Array     Bit Manipulation     C++     Enumeration     Hard     Hash Table     String    

Problem Statement:

You are given an array of strings ideas that represents a list of names to be used in the process of naming a company. The process of naming a company is as follows:

  1. Choose 2 distinct names from ideas, call them ideaA and ideaB.
  2. Swap the first letters of ideaA and ideaB with each other.
  3. If both of the new names are not found in the original ideas, then the name ideaA ideaB (the concatenation of ideaA and ideaB, separated by a space) is a valid company name.
  4. Otherwise, it is not a valid name.

Return the number of distinct valid names for the company.

 

Example 1:

Input: ideas = ["coffee","donuts","time","toffee"]
Output: 6
Explanation: The following selections are valid:
- ("coffee", "donuts"): The company name created is "doffee conuts".
- ("donuts", "coffee"): The company name created is "conuts doffee".
- ("donuts", "time"): The company name created is "tonuts dime".
- ("donuts", "toffee"): The company name created is "tonuts doffee".
- ("time", "donuts"): The company name created is "dime tonuts".
- ("toffee", "donuts"): The company name created is "doffee tonuts".
Therefore, there are a total of 6 distinct company names.

The following are some examples of invalid selections:
- ("coffee", "time"): The name "toffee" formed after swapping already exists in the original array.
- ("time", "toffee"): Both names are still the same after swapping and exist in the original array.
- ("coffee", "toffee"): Both names formed after swapping already exist in the original array.

Example 2:

Input: ideas = ["lack","back"]
Output: 0
Explanation: There are no valid selections.
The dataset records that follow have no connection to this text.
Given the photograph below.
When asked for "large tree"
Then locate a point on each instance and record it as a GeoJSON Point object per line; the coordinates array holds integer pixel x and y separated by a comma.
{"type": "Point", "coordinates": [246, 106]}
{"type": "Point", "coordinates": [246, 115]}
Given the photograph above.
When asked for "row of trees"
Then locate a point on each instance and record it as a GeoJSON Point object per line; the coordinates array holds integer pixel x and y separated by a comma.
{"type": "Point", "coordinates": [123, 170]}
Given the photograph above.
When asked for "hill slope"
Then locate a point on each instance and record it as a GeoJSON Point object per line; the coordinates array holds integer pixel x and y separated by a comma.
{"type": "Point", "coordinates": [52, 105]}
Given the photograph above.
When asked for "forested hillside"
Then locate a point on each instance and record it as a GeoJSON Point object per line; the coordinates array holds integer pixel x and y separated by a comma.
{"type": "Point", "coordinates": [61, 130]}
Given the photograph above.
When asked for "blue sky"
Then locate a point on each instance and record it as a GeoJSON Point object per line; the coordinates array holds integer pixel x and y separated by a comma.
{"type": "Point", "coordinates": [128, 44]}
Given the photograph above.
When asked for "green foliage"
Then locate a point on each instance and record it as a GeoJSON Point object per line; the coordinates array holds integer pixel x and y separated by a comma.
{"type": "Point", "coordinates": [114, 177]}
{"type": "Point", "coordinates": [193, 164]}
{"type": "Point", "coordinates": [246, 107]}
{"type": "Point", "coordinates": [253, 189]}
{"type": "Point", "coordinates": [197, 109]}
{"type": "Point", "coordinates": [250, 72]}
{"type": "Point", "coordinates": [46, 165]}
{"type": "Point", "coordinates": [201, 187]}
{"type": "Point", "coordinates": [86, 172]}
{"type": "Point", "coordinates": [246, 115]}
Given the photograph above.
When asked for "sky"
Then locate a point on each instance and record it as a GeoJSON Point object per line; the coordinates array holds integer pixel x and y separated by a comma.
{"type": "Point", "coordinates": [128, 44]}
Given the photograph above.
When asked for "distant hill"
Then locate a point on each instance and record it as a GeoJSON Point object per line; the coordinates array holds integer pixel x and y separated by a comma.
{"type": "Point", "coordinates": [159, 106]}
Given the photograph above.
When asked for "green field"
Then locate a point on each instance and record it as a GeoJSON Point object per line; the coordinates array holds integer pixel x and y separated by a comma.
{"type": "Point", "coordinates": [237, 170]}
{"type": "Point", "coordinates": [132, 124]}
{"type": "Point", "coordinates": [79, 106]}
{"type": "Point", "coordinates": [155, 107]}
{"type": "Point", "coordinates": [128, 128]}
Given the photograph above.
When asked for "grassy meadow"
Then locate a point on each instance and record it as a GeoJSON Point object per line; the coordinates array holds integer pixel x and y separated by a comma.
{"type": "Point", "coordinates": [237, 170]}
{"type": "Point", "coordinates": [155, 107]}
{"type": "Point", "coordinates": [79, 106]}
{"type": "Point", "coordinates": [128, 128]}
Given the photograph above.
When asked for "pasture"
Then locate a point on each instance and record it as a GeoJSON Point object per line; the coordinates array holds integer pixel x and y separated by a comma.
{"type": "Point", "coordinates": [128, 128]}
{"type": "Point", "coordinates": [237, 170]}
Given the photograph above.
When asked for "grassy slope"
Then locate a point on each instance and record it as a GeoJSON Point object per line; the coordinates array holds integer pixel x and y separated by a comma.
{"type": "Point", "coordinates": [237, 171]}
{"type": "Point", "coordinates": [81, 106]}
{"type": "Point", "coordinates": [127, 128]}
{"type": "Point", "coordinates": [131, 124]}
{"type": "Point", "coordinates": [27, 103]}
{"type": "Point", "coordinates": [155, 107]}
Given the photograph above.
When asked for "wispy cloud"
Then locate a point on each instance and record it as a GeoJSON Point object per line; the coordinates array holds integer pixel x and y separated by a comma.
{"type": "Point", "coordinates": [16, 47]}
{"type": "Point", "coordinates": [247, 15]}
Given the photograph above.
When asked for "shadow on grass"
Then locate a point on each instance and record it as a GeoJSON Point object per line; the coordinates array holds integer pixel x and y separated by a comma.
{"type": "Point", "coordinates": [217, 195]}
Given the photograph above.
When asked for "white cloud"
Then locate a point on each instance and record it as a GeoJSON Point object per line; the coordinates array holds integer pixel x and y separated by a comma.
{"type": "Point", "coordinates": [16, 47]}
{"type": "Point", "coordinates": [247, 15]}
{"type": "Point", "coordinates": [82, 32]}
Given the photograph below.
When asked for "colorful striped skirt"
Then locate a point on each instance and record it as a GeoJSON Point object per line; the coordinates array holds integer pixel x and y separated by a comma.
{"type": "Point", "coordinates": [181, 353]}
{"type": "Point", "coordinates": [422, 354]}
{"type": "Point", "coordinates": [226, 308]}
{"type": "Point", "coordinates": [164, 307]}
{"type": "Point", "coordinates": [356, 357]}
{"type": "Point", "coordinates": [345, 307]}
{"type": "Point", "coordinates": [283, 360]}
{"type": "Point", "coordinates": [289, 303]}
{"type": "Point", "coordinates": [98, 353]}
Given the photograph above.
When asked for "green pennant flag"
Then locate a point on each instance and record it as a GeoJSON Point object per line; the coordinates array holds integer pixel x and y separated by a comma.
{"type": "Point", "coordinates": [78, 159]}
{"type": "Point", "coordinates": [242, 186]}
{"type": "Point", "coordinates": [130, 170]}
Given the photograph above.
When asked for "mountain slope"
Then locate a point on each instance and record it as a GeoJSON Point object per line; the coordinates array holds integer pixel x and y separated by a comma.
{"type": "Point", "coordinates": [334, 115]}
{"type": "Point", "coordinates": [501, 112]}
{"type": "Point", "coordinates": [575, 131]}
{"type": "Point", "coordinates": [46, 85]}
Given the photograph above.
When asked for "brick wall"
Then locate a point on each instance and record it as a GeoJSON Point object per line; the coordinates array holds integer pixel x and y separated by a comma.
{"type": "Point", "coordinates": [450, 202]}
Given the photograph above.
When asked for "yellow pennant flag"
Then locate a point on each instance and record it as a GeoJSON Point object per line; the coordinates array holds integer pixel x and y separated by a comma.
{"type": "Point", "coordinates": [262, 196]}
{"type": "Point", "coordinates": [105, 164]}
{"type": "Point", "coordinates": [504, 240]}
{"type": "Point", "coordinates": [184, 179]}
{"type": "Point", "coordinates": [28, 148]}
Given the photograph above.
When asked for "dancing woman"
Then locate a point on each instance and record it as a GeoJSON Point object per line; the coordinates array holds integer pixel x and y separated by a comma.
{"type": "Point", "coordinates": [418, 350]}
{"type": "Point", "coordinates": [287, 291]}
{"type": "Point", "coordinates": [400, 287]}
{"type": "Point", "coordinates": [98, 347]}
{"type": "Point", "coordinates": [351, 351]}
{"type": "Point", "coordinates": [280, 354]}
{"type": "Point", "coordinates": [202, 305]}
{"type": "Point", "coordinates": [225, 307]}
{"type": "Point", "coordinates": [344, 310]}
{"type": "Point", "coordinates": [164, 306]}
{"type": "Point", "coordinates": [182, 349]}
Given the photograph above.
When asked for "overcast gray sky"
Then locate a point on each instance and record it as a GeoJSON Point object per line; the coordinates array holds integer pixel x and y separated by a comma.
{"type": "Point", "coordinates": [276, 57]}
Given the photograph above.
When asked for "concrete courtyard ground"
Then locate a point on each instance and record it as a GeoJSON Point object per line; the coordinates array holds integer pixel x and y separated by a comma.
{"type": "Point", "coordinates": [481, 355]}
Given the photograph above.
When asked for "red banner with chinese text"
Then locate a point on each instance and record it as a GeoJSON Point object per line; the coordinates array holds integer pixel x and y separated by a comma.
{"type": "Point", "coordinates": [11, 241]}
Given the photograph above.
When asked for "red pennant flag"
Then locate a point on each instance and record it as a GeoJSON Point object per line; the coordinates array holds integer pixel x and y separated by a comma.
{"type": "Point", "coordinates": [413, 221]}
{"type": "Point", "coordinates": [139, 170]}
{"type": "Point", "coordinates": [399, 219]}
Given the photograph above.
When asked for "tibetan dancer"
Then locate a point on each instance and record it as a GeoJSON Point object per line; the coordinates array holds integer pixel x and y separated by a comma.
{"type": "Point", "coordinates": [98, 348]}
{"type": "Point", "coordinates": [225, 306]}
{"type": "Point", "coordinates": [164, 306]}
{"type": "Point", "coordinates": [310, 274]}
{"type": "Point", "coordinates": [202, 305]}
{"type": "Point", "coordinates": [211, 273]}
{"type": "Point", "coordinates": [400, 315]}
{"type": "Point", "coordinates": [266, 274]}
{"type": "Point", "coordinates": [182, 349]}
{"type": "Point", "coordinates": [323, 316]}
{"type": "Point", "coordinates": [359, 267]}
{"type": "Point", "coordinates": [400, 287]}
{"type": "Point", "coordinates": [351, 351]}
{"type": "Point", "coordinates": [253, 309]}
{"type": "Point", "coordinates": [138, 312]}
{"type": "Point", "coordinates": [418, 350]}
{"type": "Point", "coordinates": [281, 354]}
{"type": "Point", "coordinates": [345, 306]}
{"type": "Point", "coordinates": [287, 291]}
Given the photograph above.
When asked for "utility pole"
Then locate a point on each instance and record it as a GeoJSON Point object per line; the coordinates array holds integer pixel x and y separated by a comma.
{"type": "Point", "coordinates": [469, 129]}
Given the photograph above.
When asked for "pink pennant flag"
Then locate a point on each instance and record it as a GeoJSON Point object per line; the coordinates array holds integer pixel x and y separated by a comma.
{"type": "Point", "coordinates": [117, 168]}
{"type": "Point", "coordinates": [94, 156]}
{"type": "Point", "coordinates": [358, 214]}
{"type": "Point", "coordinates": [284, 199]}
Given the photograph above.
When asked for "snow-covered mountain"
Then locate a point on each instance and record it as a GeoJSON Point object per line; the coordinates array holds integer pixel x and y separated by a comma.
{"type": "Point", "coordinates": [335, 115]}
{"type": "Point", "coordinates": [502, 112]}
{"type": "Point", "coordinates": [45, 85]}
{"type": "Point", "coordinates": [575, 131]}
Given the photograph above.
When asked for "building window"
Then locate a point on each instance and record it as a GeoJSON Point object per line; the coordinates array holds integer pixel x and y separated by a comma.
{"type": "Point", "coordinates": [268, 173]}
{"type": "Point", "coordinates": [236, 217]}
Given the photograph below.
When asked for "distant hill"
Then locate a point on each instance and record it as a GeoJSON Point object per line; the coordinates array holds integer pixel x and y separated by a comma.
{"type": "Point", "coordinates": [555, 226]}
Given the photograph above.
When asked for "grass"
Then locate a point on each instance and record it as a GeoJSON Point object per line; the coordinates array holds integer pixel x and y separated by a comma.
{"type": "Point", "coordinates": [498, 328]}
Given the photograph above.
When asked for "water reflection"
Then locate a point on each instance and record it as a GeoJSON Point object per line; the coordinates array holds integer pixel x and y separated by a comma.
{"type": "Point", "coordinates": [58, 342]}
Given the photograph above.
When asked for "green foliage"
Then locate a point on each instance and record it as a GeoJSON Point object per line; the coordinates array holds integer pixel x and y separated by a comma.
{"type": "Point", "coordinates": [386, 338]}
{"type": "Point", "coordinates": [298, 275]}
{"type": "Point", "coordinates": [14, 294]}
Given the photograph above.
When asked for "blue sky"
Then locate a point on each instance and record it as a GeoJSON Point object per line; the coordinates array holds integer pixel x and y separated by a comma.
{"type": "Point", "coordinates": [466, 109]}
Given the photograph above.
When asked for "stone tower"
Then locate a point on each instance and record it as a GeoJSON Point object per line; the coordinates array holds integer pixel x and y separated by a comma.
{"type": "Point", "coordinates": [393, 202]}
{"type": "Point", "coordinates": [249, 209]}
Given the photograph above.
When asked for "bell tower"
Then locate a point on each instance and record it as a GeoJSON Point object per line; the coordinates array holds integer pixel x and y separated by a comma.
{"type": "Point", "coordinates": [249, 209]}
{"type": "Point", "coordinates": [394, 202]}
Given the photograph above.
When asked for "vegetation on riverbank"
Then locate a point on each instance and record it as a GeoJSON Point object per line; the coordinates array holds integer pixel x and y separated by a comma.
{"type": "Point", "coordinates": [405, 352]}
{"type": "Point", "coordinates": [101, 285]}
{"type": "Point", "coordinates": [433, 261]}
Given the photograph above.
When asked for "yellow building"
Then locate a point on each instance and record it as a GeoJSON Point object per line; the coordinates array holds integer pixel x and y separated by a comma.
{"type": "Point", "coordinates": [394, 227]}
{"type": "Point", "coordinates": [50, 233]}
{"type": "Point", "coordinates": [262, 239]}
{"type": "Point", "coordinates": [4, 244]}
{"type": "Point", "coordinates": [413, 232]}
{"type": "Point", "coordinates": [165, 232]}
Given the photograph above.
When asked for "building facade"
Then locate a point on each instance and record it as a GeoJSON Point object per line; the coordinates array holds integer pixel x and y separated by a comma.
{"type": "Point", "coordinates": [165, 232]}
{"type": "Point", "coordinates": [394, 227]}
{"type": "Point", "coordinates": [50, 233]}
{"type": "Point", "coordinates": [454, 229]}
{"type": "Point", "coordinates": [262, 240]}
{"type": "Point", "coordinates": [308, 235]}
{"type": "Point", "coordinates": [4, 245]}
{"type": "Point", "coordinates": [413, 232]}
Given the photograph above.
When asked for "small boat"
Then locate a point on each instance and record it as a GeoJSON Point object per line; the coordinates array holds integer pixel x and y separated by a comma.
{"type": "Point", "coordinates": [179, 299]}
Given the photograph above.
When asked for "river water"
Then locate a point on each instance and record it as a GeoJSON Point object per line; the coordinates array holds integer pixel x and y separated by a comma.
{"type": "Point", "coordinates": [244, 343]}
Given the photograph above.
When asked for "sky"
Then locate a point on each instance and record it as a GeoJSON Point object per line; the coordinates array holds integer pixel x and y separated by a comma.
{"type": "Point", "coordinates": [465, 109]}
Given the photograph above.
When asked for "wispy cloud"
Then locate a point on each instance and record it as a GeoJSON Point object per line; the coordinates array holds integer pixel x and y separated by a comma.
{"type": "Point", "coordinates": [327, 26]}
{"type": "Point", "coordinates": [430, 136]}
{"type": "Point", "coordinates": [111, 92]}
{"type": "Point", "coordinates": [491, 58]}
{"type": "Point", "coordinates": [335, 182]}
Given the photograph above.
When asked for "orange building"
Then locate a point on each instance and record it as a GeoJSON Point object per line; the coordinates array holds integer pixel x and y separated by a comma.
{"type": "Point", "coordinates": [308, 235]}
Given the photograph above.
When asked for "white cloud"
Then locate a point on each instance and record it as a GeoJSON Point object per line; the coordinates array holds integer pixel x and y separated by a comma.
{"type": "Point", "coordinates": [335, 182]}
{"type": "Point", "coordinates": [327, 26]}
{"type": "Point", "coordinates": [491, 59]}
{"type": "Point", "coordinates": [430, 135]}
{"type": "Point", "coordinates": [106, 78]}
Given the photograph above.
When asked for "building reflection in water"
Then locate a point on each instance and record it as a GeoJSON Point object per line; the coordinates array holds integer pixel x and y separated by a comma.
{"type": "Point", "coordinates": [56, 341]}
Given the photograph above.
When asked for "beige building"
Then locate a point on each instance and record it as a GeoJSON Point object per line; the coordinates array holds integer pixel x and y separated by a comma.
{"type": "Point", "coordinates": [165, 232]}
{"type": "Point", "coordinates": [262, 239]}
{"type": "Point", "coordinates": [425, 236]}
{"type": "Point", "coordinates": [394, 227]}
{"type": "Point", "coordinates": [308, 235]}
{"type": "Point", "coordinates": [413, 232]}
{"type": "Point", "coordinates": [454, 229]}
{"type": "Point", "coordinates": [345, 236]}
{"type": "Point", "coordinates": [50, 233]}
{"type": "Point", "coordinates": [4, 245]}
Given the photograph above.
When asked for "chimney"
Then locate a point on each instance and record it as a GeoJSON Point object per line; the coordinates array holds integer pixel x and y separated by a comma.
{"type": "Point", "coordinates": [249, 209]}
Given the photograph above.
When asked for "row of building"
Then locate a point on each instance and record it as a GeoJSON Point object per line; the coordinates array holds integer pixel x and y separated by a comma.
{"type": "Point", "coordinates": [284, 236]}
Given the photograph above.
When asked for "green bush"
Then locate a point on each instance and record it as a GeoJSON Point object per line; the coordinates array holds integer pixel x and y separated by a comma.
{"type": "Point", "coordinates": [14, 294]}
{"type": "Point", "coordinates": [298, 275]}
Therefore, 0 is returned.

 

Constraints:

  • 2 <= ideas.length <= 5 * 104
  • 1 <= ideas[i].length <= 10
  • ideas[i] consists of lowercase English letters.
  • All the strings in ideas are unique.

Solution:

Intuition

Consider the example with all words from either 'a' or 'b':

 
ideas = ["apple","and","alpha","amaze","aye","aid","bye","bid","bat","beef","brown"]
 

Based on the starting letter and the suffix we can see this pattern:

 
'a': ["pple","nd","lpha","maze","ye","id"]
'b': ["ye","id","at","eef","rown"]
 

Notice that "ye" and "id" are present in both. These cannot be used for company names because for example suppose we use "aye","bat" we will have "bye aat" as the company name but "bye" is present in original list of ideas hence not valid. So, we need to find the suffixes present in only one of the arrays:

 
'a': ["pple","lpha","nd","maze"]
'b': ["at","eef","rown"]
 

We can choose 12 pairs from here and from them we will have 24 company names:

 
company_names = ["aat bpple", "bpple aat", "aeef bpple", "bpple aeef", "arown bpple", "bpple arown", "aat blpha", "blpha aat", "aeef blpha", "blpha aeef", "arown blpha", "blpha arown", "aat bnd", "bnd aat", "aeef bnd", "bnd aeef", "arown bnd", "bnd arown", "aat bmaze", "bmaze aat", "aeef bmaze", "bmaze aeef", "arown bmaze", "bmaze arown"]
 

Hence answer for this example is 24.

Approach

We will use 26 HashSets to store suffixes for each alphabet. For each pair of alphabets, we will add their contribution as $2n1n2$ where $n1,n2$ are the suffixes from each alphabet not present in the other one.

Code

 
class Solution {
public:
    long long distinctNames(vector<string>& ideas) 
    {
        long long res = 0;
        vector<unordered_set<string>> ideaSet(26, unordered_set<string>{});
        for(string idea: ideas) ideaSet[idea[0]-'a'].insert(idea.substr(1));
        for (int i=0; i<26; i++)
        {
            for(int j=i+1; j<26; j++)
            {
                int common=0;
                for(string idea: ideaSet[j]) common+=ideaSet[i].count(idea);
                int n1 = ideaSet[i].size()-common, n2=ideaSet[j].size()-common;
                res += 2LL*n1*n2;
            }
        }
        return res;
    }
};
 

Complexity

Worst case time complexity is $O(nm)$ where $n$ is the number of words in ideas, $m$ is the maximum size of word in ideas . Space complexity: $O(nm)$

Alternative solution

We can have slightly more efficient solution (same TC) if instead of storing suffixes we just maintain a 26x26 frequency table to check validity of name.

 
class Solution {
public:
    long long distinctNames(vector<string>& ideas) 
    {
        long long res = 0;
        unordered_set<string> ideaSet(ideas.begin(),ideas.end());
        vector<vector<int>>freq_table(26,vector<int>(26,0));
        for (string idea: ideas)
        {
            for(char ch='a'; ch<='z'; ch++)
            {
                string namePart = string(1,ch)+idea.substr(1);
                if(!ideaSet.count(namePart))
                    freq_table[idea[0]-'a'][ch-'a']++;
            }
        }
        for (int i=0; i<26; i++)
            for (int j=i+1; j<26; j++)
                res += 2LL*freq_table[i][j]*freq_table[j][i];
        return res;
    }
};